Commercial suet mixes are fat from cows and sheep. It attracts insect-eating birds that need animal fat for energy. 

You can trim cooked fat off your meat at home, freeze it and chop it for the birds. Freeze it first, so it is firm and easier to chop. 

To make your own suet cakes you can substitute peanut butter, lard or vegetable shortening for suet. 

Recipe: Heat 1 cup fat with 6 cups water until it boils. Add 2 cups cornmeal and ½ cup flour. Allow it to cool. Optional birdseed, nuts, seeds, oatmeal or dried fruit can be stirred in before packing the mixture into molds (cottage cheese or freezer containers). Allow to harden.
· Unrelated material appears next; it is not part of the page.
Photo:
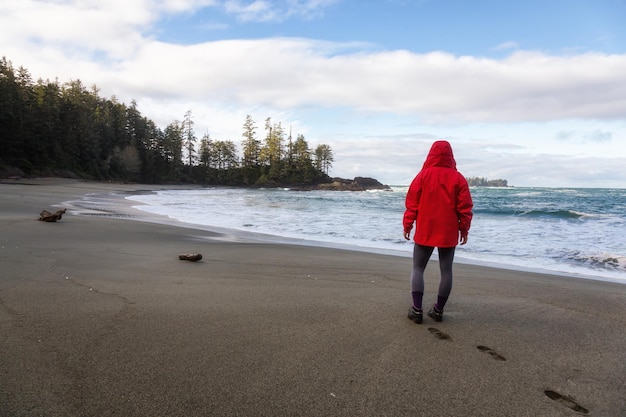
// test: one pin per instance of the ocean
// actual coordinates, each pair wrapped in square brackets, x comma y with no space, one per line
[571,231]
Avoid feeding birds bread, donuts, cookies or cracker. Eat them yourself because they do not provide the nutrition birds need. Bakery products mold easily and birds get sick from eating mold foods. Those food also attract mice, rats and starlings. 

Birds do not usually depend on only one food source for survival. Hopefully plants with seed heads were left for them to forage after fall die-back. 

Keep feeding them until their natural food is available and maybe they will stick around longer. 

Store bird food in hard plastic or metal containers to keep rodents from raiding it. 

Bird feeders vary, also, according to the type of food they will dispense. The type of feeder you need also corresponds to the bird species that might frequent them. Feeders should be cleaned periodically for the health of the birds. 

For good information about feeder selection, go to , a Feed Wild Birds fact sheet from wildlife specialists. 

Watching wild birds can be entertaining, and a great way to get children interested in nature. 

For a little extra attention, try keeping a journal or list of birds you see. Try photographing them or drawing them. 

Mostly be satisfied that you are helping them get through a time when natural food is hard to find.